In September 1947, the American Institute of Physics (AIP) selected Katcher as the editor of a new monthly magazine, Physics Today. He worked with AIP to arrive at an approach that would, as he put it in his first editorial (May 1948, page 3), serve “the student, the teacher, the lawyer, the doctor, and all who are curious about physics.” Katcher stayed on as editor until 1950.
For the next several years, Katcher continued as an editor of technical subjects, working at Johns Hopkins University’s operations research office, where he supervised a staff of about 40 people who conducted studies for the US Army. In 1956, he was an editor in the weapons system evaluation group of the Institute for Defense Analyses, in Northern Virginia.
From 1959 to 1966, Katcher was the first executive director of JASON, the self-selecting group of scientists that advises the federal government chiefly on national security issues. That assignment came about on the recommendation of Nobel laureate Charles Townes, who had known Katcher from his Physics Today era. Katcher worked closely with Marvin Goldberger, the first chairman of the JASON steering committee, to communicate the needs of the larger JASON group and to set up activities such as visits to military installations and the JASON group’s signature summer studies.
Katcher left JASON to join the management consulting firm of Arthur D. Little in Cambridge, Massachusetts. He returned to Washington, DC, in 1972 as a senior staff member of the National Advisory Committee on Oceans and Atmosphere (NACOA). In that capacity, he advised the National Oceanic and Atmospheric Administration on marine mammals, commercial fisheries, and funding for its satellite programs. Robert M. White, the first administrator of NOAA, noted the uncommon grace with which Katcher discharged his duties to ensure the soundness of the recommendations.
Four years later, Katcher moved into the newly created White House Office of Science and Technology Policy as a senior policy analyst, returning briefly to NACOA in 1978 to help in its transition under a new statute. Later that year, he worked as a special assistant in the State Department’s Office of the Undersecretary for Security Assistance. Following his retirement from that position in 1980, Katcher engaged in freelance editorial work for the National Research Council and other clients.

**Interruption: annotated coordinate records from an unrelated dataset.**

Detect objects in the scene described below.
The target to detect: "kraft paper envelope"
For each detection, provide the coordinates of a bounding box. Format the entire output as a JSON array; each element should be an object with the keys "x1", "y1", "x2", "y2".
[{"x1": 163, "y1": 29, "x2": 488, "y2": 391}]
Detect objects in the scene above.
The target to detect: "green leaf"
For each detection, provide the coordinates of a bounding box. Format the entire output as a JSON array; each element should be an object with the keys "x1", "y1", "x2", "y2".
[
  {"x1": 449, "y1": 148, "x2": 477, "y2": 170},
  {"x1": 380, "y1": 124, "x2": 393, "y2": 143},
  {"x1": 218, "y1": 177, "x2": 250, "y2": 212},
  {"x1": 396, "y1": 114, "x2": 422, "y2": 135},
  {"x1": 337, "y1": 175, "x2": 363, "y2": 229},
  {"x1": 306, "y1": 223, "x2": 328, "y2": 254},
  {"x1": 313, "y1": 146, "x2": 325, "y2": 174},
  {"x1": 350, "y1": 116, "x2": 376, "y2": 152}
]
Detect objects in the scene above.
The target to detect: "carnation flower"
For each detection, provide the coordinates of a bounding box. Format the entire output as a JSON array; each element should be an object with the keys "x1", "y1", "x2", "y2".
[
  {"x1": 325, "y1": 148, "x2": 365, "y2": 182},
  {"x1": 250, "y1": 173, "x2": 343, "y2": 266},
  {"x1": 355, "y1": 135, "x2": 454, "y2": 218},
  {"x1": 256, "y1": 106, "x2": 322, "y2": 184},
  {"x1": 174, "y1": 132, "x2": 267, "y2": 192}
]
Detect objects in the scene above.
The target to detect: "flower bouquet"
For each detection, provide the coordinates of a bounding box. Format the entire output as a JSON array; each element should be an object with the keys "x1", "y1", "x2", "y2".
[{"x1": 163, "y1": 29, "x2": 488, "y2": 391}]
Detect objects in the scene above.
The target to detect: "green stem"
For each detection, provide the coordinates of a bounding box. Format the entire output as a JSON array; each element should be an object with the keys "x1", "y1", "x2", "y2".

Of all his career milestones, Katcher was the most proud of his role at Physics Today. After leaving the magazine, he observed a ritual of contacting each of his successors to wish them well as editor. In honor of the magazine’s 50th anniversary, Katcher was invited to write a retrospective article (see Physics Today, May 1998, page 6). His insight into what nourished him over a long career was this: “Among the joys of physics is knowing physicists.”